We also see increased appetite for township development in Bulacan following the development of the new Manila International Airport. Following the completion of Metro Rail Transit-7 (MRT-7), due for completion in 2022, we see Bulacan, particularly San Jose del Monte City, and the Northern Quezon City area becoming a major office and residential hub in the next three to five years.
Colliers believes that the implementation of infrastructure projects in key urban areas outside of Metro Manila should stimulate redevelopment of areas into townships and therefore drive an uptick in office and residential supply in areas outside Manila. The quality of the Philippines’ infrastructure network has been wanting and this is reflected in the country’s poor showing in regional comparisons. This has propelled the current administration to help avert the Philippines’ eroding global competitiveness and improve the country’s infrastructure backbone. Colliers believes that the infrastructure plans of the current administration are likely to strongly influence the direction of real estate developments beyond the term of President Duterte.
The completion of infrastructure projects such as airports, seaports, expressways, and railways should bode well for both developers and occupiers. We recommend that developers take advantage of the increased infrastructure spending by:
> Strategic acquisition of land outside Metro Manila such as Cebu, Pampanga, Bulacan, and Davao
> Differentiating projects as the market becomes increasingly competitive. Aside from the typical office and residential projects, developers should consider featuring other projects such as malls, hospitals, and schools within their townships.
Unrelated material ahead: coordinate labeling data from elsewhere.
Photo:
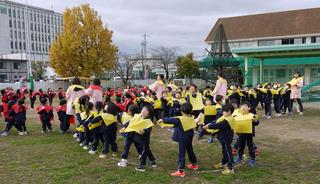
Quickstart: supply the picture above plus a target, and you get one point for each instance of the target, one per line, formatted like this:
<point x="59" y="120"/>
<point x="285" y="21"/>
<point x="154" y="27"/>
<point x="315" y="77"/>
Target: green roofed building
<point x="271" y="46"/>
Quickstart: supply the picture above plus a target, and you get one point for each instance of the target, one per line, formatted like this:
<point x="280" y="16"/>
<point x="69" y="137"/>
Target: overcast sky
<point x="171" y="23"/>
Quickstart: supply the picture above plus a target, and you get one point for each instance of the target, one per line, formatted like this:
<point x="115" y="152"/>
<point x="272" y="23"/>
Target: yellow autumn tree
<point x="84" y="47"/>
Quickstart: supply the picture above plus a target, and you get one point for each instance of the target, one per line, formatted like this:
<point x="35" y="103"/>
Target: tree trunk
<point x="167" y="73"/>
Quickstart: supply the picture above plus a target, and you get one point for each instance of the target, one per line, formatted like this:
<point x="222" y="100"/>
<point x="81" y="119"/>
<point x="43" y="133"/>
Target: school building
<point x="271" y="46"/>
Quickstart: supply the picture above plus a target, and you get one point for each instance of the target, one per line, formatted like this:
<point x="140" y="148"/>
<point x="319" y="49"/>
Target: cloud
<point x="173" y="23"/>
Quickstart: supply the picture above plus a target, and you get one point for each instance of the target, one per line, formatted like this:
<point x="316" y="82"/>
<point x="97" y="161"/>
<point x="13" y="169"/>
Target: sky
<point x="170" y="23"/>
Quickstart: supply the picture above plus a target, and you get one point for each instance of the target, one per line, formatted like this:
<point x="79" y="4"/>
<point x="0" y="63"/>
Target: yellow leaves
<point x="85" y="47"/>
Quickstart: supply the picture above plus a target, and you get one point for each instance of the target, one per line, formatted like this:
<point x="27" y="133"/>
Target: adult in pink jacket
<point x="74" y="91"/>
<point x="296" y="87"/>
<point x="95" y="91"/>
<point x="159" y="86"/>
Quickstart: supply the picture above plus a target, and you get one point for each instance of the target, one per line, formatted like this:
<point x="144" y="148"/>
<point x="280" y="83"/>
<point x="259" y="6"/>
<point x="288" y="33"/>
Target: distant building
<point x="271" y="46"/>
<point x="152" y="68"/>
<point x="15" y="21"/>
<point x="12" y="70"/>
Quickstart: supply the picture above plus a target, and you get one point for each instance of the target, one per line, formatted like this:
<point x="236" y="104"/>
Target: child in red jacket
<point x="45" y="112"/>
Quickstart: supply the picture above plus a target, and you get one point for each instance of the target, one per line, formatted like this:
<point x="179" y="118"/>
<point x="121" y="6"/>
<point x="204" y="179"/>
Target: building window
<point x="292" y="70"/>
<point x="287" y="41"/>
<point x="3" y="65"/>
<point x="269" y="75"/>
<point x="265" y="42"/>
<point x="3" y="9"/>
<point x="16" y="65"/>
<point x="315" y="74"/>
<point x="3" y="78"/>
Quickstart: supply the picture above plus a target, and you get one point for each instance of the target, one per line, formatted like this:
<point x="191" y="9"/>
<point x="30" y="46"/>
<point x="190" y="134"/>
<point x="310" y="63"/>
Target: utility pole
<point x="28" y="46"/>
<point x="144" y="55"/>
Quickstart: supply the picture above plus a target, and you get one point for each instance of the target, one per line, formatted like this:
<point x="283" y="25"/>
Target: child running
<point x="183" y="134"/>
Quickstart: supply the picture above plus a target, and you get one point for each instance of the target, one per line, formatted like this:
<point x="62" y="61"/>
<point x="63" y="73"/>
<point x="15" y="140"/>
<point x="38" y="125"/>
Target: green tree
<point x="187" y="66"/>
<point x="38" y="69"/>
<point x="85" y="46"/>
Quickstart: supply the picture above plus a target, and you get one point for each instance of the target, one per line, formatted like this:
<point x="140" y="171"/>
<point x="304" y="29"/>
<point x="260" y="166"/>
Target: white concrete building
<point x="25" y="27"/>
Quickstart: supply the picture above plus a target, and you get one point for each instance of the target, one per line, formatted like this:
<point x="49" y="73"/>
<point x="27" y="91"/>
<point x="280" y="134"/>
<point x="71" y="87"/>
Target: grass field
<point x="289" y="149"/>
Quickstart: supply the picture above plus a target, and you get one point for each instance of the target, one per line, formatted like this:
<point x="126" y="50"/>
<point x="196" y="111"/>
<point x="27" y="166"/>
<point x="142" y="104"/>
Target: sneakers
<point x="140" y="168"/>
<point x="92" y="152"/>
<point x="251" y="163"/>
<point x="103" y="156"/>
<point x="122" y="163"/>
<point x="114" y="154"/>
<point x="75" y="135"/>
<point x="210" y="140"/>
<point x="257" y="152"/>
<point x="227" y="171"/>
<point x="219" y="166"/>
<point x="238" y="160"/>
<point x="193" y="167"/>
<point x="234" y="151"/>
<point x="153" y="164"/>
<point x="178" y="174"/>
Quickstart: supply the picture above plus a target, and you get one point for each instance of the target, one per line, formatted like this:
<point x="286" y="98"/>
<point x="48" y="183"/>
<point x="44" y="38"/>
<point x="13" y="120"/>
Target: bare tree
<point x="124" y="67"/>
<point x="166" y="56"/>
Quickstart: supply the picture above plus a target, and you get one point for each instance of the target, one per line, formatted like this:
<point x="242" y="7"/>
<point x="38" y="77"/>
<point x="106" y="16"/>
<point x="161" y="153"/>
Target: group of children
<point x="182" y="110"/>
<point x="135" y="111"/>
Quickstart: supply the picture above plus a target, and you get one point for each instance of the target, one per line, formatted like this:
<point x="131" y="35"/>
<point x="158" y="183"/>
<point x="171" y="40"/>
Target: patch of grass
<point x="57" y="158"/>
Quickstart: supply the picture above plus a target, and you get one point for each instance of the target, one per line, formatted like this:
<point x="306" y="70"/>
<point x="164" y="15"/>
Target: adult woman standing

> Partnering with national players. Homegrown developers with massive land in the provinces should tie up with national players that have extensive experience in developing integrated communities.
Overall, Colliers expects developers to continue pursuing opportunities to develop satellite communities outside of Metro Manila given the proposed airport development and modernization projects. Integrated communities offer a better value proposition than standalone projects given their focus on mixed-use development. We believe that greater scale combined with a mixed-use focus makes integrated townships an attractive option for investors. Colliers also expects more outsourcing tenants to gravitate toward integrated communities as they offer a better living and working environment.